- Directed by: Ondřej Veverka
- Written by: Ondřej Veverka Petr Pelech
- Starring: Tadeáš Moravec Viktor Zavadil Piotr Trojan
- Cinematography: Kryštof Tichý
- Music by: Jakub Řehoř
- Production companies: Rolling Media Czech Television QQ studio Magic Lab
- Distributed by: Falcon
- Release date: 26 August 2026;
- Running time: 94 Minutes
- Country: Czech Republic
- Languages: Czech German Polish English
- Box office: 1,253,616 CZK

= Lone Wolf (2026 film) =

Lone Wolf (Osamělý vlk) is a 2026 Czech war docudrama directed by Ondřej Veverka. The film follows the life and wartime career of Josef František, a Czechoslovak fighter pilot who served in the Royal Air Force (RAF) during the World War II and became the highest-scoring non-British Allied ace during the Battle of Britain and one of the most successful fighter pilots of the 303 Polish Squadron during the Battle of Britain.

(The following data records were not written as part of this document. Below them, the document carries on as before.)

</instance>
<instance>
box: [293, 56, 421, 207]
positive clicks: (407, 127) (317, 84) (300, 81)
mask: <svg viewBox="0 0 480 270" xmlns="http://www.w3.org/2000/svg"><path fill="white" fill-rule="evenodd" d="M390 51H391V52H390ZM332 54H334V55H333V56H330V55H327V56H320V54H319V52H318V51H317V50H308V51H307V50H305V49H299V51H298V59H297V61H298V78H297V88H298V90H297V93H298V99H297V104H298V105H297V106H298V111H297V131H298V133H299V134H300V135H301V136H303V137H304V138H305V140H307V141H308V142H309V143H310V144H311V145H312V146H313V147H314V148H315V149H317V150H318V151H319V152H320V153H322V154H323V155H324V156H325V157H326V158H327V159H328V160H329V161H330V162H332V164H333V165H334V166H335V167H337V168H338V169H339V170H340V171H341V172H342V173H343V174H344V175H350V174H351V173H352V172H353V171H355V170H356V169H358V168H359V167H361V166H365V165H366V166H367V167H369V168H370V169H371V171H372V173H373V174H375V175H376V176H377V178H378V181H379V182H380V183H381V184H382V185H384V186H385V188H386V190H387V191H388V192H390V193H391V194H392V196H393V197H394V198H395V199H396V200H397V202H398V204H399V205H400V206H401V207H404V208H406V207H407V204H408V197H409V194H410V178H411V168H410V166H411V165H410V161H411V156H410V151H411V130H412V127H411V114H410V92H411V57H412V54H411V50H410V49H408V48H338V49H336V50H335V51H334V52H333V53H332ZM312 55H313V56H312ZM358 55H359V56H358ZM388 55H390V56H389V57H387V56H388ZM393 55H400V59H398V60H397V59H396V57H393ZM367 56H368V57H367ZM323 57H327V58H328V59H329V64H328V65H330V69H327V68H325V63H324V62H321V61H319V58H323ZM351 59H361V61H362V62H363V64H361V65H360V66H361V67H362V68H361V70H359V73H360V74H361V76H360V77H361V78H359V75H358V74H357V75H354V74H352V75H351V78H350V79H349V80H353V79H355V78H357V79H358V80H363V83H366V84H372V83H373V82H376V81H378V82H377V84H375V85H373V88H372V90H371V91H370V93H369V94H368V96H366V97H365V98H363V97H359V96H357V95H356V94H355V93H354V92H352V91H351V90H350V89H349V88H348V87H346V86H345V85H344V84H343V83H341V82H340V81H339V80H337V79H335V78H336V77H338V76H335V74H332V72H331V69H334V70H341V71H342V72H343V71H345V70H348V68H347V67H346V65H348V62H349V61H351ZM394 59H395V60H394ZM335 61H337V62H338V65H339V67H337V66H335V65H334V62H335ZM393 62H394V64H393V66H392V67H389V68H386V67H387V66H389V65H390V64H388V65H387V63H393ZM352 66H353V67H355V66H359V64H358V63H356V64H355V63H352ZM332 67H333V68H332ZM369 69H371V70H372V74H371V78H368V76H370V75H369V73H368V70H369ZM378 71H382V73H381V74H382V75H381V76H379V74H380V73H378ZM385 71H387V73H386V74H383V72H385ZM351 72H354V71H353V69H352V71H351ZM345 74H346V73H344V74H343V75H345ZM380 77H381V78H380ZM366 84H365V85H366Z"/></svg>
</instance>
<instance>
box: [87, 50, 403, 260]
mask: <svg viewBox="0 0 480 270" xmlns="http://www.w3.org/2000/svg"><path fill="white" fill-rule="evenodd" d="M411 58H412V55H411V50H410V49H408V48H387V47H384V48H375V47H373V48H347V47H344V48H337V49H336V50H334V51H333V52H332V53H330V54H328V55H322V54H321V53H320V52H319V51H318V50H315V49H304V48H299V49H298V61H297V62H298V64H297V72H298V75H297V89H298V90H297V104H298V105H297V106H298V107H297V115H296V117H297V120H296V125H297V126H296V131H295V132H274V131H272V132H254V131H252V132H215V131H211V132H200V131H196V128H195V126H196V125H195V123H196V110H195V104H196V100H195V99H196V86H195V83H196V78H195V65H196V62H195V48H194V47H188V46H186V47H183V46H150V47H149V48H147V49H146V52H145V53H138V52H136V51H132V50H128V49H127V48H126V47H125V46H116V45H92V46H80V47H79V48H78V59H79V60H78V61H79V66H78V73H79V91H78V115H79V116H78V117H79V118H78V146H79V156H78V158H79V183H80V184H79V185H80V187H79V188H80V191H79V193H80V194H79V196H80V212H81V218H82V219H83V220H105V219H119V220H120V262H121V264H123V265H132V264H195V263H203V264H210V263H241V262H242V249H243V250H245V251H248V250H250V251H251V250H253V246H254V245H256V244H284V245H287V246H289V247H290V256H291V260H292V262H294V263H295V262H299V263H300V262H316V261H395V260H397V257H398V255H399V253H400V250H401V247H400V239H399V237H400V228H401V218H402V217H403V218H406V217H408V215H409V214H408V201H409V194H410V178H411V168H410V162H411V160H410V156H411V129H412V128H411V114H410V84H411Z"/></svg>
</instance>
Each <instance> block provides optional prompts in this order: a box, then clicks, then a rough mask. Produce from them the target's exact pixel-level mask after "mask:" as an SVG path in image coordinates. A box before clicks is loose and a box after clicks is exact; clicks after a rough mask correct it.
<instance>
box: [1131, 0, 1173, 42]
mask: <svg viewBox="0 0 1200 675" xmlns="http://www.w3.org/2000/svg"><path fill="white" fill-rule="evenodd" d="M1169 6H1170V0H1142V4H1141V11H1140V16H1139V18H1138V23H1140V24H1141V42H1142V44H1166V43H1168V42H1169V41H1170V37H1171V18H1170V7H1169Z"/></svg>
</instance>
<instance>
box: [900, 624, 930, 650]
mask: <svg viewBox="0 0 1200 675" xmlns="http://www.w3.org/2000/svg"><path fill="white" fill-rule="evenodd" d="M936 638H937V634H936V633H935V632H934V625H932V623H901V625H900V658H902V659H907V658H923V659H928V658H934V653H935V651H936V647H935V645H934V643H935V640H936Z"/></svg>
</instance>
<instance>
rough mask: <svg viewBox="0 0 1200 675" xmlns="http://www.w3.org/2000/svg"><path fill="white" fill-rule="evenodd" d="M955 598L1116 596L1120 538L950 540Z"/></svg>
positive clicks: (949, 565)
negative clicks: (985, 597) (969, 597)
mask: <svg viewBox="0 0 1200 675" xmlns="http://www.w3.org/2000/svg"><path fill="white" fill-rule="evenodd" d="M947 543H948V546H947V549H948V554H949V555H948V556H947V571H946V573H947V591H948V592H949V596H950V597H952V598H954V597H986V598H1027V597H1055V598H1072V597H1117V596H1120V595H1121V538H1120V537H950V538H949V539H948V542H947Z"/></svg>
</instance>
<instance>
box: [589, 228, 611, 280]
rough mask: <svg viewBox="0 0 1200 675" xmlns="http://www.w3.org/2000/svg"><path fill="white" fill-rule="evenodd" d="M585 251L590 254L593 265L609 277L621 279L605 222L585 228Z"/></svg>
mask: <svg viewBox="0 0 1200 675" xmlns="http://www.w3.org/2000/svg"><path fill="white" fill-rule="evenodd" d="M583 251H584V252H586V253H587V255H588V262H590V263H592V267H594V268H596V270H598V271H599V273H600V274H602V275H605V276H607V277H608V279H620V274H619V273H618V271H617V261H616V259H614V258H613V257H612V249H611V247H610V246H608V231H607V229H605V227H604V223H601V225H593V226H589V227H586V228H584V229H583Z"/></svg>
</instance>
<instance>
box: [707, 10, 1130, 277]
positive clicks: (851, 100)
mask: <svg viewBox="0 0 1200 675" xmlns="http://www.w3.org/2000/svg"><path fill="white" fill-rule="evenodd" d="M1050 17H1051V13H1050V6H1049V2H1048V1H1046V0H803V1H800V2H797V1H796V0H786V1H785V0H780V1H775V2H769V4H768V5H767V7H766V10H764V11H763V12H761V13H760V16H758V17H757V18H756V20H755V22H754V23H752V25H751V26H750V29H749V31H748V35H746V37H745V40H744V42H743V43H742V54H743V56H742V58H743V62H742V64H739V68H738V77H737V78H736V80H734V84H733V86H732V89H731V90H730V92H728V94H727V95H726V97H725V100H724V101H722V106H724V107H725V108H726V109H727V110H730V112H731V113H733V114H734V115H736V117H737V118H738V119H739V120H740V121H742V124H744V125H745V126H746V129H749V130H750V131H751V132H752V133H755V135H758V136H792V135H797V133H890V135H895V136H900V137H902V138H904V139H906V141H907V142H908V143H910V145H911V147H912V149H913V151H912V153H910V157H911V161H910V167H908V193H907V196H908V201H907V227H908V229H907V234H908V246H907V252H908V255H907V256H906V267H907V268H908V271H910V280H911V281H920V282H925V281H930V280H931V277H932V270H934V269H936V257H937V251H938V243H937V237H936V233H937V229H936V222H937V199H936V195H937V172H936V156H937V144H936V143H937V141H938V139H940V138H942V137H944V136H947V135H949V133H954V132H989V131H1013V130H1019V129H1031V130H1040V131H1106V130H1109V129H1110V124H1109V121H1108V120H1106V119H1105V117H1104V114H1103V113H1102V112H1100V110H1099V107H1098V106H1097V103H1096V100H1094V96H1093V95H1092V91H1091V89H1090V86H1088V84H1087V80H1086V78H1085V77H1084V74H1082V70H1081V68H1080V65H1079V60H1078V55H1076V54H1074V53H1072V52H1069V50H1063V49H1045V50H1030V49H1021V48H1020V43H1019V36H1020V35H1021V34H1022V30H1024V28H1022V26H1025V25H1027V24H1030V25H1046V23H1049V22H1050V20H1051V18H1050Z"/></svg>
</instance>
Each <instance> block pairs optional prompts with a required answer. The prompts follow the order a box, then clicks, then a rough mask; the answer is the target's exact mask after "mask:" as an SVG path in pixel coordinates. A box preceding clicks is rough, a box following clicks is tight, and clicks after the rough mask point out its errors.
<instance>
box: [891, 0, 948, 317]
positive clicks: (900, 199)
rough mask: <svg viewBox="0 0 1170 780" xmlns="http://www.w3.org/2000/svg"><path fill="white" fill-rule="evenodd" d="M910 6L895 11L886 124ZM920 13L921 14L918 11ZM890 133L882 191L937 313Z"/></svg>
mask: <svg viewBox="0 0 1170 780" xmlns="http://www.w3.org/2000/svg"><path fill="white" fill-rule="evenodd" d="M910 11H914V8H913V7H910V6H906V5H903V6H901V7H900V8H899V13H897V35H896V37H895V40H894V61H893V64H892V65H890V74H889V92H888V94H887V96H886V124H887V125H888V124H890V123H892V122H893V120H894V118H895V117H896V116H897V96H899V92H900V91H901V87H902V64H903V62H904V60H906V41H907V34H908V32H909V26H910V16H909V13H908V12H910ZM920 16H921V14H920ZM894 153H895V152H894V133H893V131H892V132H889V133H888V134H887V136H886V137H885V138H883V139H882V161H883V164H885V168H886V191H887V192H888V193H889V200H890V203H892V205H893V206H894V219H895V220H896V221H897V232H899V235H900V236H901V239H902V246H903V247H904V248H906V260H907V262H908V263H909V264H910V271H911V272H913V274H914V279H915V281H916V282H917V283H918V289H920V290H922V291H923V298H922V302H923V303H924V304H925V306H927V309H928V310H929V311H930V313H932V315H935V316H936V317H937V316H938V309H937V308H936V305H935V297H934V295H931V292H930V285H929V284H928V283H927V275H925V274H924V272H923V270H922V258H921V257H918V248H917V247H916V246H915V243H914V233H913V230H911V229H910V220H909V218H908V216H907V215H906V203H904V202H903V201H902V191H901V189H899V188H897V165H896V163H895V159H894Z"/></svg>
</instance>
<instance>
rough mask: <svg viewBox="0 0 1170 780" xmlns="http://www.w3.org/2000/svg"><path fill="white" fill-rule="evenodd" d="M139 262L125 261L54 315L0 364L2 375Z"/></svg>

The film was released theatrically in the Czech Republic on 27 August 2026.

==Plot==
The film follows Josef František's life from the German occupation of Czechoslovakia through his service in Poland and France to his eventual involvement with the Royal Air Force in Britain.

A substantial part of the film focuses on František's service with No. 303 Squadron RAF during the Battle of Britain in 1940. Through a series of aerial combat sequences, the film depicts his achievements as a fighter pilot and his reputation for courage and exceptional flying ability.

The film also explores František's personality and his relationship with military discipline and authority. His exceptional abilities as a pilot are contrasted with his independent character and difficulties in conforming to military regulations.

==Cast==
- Tadeáš Moravec as Josef František
- Viktor Zavadil as Josef Balejka
- Piotr Trojan as Witold Urbanowicz
- Kryštof Grygar as Matěj Pavlovič
- Josef Trojan as František Fajtl
- Jan Nedbal
- Miroslav Hanuš
- Jan Budař
- Tomáš Matušinec
- Grzegorz Widera
- Marcin Kaleta

==Production==

The film was directed by Ondřej Veverka, who co-wrote the screenplay with Petr Pelech. According to the film's production and distribution materials, Vítězslav Jandák Jr. also contributed to the screenplay.

The cinematographer was Kryštof Tichý, while the musical score was composed by Jakub Řehoř. The film was produced by Rolling Media, with Czech Television, QQ studio and Magic Lab among the co-production partners.

Filming took place at several locations in the Czech Republic and Poland. Locations included the former military barracks in Ostrava-Koblov, other locations in the Moravian-Silesian Region, Kbely Airport in Prague, and locations in Kraków, Poland. Historical RAF-related environments were reconstructed for the production.

The film combines scripted dramatic sequences with documentary elements, visual reconstructions and archival footage.

==Release==
A world premiere was held on 20 August 2026 in Prostějov, a town associated with Josef František's life.

The film's Czech theatrical release took place on 27 August 2026. It is distributed in the Czech Republic by Falcon.